Another approach trying to develop losses which does not require neither tedious negative sampling procedures, nor vague architecture tricks. This one falls in line with the Barlow Twins approach presented by the same FAIR lab earlier.

Method

Proposed loss explanation

Proposed loss explanation

The method itself is mostly about losses. Architecture is standard for constrastive learning — siamese network $f_\theta$ processing in different heads set different views $X,X'$ of the same images batch $I \sim D$. Where different views are obtained with different random augmentations $t,t' \sim T$. Projector network $f_\phi$ is relatively simple head, which will be removed after pre-training. Since for the loss it's mostly important to speak about results of projection network, I will only use notation $Z = f_{\theta,\phi}(X);Z' = f_{\theta,\phi}(X')$.
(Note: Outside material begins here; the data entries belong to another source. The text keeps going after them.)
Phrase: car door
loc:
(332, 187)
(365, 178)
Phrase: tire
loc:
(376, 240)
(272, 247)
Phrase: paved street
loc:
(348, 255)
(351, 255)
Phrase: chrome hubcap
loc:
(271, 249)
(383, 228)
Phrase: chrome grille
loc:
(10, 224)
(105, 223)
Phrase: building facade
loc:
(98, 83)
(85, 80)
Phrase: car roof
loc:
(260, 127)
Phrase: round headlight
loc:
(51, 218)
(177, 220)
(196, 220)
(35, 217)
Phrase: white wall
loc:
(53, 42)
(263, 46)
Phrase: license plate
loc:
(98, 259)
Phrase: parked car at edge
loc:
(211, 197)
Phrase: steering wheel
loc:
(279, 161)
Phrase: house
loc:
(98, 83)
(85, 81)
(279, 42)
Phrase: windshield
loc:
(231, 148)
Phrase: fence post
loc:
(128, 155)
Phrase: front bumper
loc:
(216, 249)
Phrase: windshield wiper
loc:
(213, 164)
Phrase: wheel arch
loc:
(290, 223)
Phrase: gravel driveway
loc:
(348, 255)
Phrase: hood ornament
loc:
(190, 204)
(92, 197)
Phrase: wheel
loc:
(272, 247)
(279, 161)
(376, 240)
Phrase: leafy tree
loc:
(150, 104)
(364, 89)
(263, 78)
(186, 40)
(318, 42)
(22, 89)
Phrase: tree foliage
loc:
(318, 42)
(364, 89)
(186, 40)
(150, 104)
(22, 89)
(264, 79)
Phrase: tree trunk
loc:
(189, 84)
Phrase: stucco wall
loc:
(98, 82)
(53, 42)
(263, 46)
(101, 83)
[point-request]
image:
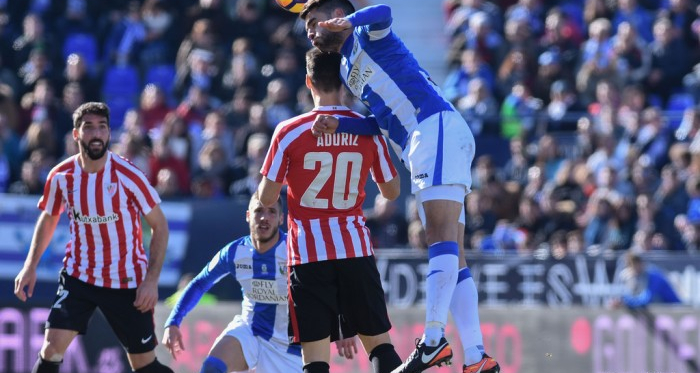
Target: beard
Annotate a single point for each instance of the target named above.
(329, 42)
(94, 154)
(264, 237)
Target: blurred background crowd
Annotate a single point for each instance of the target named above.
(585, 112)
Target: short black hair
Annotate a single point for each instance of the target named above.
(323, 68)
(97, 108)
(326, 5)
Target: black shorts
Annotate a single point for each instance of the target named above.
(321, 291)
(76, 301)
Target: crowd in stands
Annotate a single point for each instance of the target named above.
(585, 112)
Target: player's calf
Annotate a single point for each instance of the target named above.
(45, 366)
(154, 367)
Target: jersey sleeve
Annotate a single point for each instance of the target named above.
(52, 199)
(382, 169)
(217, 269)
(144, 195)
(277, 159)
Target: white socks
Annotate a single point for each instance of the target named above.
(440, 284)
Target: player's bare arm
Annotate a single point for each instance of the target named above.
(324, 124)
(172, 339)
(336, 24)
(391, 189)
(45, 226)
(268, 192)
(147, 292)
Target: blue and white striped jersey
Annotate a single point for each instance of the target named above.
(263, 278)
(379, 69)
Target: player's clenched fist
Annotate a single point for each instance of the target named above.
(324, 124)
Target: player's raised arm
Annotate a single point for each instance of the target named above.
(45, 226)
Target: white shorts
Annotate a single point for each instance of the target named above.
(454, 192)
(440, 151)
(262, 355)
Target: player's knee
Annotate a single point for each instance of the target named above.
(45, 366)
(213, 365)
(50, 352)
(154, 367)
(384, 358)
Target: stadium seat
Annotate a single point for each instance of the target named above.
(121, 81)
(161, 75)
(83, 44)
(677, 104)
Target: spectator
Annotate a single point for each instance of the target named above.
(212, 176)
(243, 72)
(163, 158)
(30, 182)
(386, 223)
(644, 285)
(669, 61)
(153, 106)
(470, 68)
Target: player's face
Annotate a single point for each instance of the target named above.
(321, 38)
(264, 222)
(93, 136)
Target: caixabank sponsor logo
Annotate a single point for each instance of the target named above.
(95, 219)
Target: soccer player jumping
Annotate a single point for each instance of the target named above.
(433, 141)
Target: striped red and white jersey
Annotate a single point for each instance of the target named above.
(325, 180)
(104, 211)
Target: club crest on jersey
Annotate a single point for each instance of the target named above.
(112, 189)
(337, 139)
(282, 267)
(358, 77)
(96, 219)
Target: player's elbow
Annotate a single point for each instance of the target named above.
(267, 199)
(391, 190)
Now to the variance-invariance-covariance losses:

  1. Variance — enforces standard deviation of the predicted embeddings along each axis to be not less than threshold value $\gamma$: $v(Z) = \frac{1}{d} \sum \limits^{d}{j=1} max(0, \gamma - \sqrt{Var(Z{*,j}) + \epsilon})$. Authors point, that this is important to use standard deviation instead of the variance itself. While variance has quadratic dependence on the average distance between the samples. And therefore fails to provide gradients in the most important cases close to collapsing.
  2. Invariance — is classical contrast learning loss, although without reliance on the negative samples. It only requires embeddings of different views of the same image to be as close as possible. $s(Z,Z') = \frac{1}{n} \sum \limits_i \Vert Z_i - Z_i' \Vert_2^2$.
  3. Covariance — is redundancy reduction loss inspired by Barlow Twins method. It decreases encoded information redundancy by decorrelating different dimensions of learned representation. If we define covariance matrix as $C(Z) = \frac{1}{n-1} \sum \limits_i (Z_i - \bar Z)(Z_i - \bar Z)^T$ we can then define loss which just push covariance between different dimensions towards zero: $c(Z) = \frac{1}{d} \sum \limits_{i \neq j} C(Z)^2_{i,j}$.

General loss per batch is the written as $\mathcal{L} = \lambda s(Z, Z') + \mu (v(Z) + v(Z')) + \nu (c(Z) + c(Z'))$. Besides rather large distinction between proposed hyper-parameters $\{\nu=1; \lambda = \mu = 25 \}$ traing hereby is straight-forward.

Results

Authors pretrained their network on the ImageNet ILSVRC-2012 and validated their method on different supervised datasets. Providing evidence that their method is somewhat on par with SoTA methods, without requirement for tricky training procedures.

Linear evaluation on ImageNet classification

Linear evaluation on ImageNet classification

Results on different datasets: linear evaluation for classification and fine-tuning for detection.

Results on different datasets: linear evaluation for classification and fine-tuning for detection.

In the ablation study authors show that their method does not require normalisation. Which was usual part of the self-supervised pre-trainings in variety of methods before.